Existing Debts and Future Obligations
If the existing entity is in debt, which numerous companies are, then you will certainly need to consider this when valuating/preparing your offer. Lots of businesses take out loans with the purpose of covering items such as inventory, payroll, accounts payable, etc. Remember that occasionally this can suggest that profit margins are too thin. Lots of businesses fall into a revolving door of taking on debt as a way to pay back various other loans. In addition to debts, there may additionally be future commitments to think about. There may be an outstanding lease on tools or the building where the business resides. The business may have existing agreements with vendors that have to be fulfilled or might lead to fines if terminated early.
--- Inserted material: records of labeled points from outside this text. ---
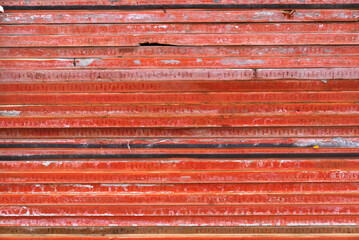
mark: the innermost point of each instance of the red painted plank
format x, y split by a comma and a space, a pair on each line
103, 153
168, 51
180, 199
179, 109
176, 28
179, 176
175, 62
176, 16
167, 2
181, 236
189, 188
182, 39
183, 98
182, 221
176, 121
109, 165
182, 86
179, 142
243, 132
179, 74
130, 210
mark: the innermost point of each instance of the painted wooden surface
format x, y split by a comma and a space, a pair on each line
179, 123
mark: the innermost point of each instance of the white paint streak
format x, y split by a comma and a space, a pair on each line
11, 113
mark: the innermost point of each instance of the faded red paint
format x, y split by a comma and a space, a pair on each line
248, 124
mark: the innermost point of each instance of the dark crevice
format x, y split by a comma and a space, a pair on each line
187, 6
169, 156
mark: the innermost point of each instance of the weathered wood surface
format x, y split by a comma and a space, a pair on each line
179, 123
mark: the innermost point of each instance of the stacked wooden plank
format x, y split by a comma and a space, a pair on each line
171, 120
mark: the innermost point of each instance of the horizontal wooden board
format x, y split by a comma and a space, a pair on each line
177, 28
242, 132
181, 86
179, 74
195, 210
168, 188
182, 221
181, 40
179, 109
176, 16
183, 98
166, 2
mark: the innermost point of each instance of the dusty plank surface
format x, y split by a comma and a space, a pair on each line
179, 123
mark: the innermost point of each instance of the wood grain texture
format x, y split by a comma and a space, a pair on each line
179, 123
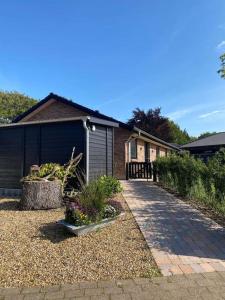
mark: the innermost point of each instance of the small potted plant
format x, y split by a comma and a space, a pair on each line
44, 187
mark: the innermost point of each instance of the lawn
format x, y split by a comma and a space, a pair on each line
35, 251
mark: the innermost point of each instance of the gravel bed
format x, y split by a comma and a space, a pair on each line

Understanding the Customer Base, Competition and Area Demographics
How do companies in the location bring in new customers? Most times, companies have repeat consumers, which create the core of their day-to-day earnings. Specific aspects such as new competitors growing up around the location, roadway building, as well as personnel turnover can influence repeat consumers and also adversely influence future incomes. One important point to take into consideration is the location of the business. Is it in an extremely trafficked shopping mall, or is it concealed from the main road? Certainly, the more individuals that see the business regularly, the higher the possibility to develop a returning customer base. A final idea is the general area demographics. Is the business situated in a densely inhabited city, or is it situated on the outskirts of town? Just how might the local median home earnings impact future income prospects?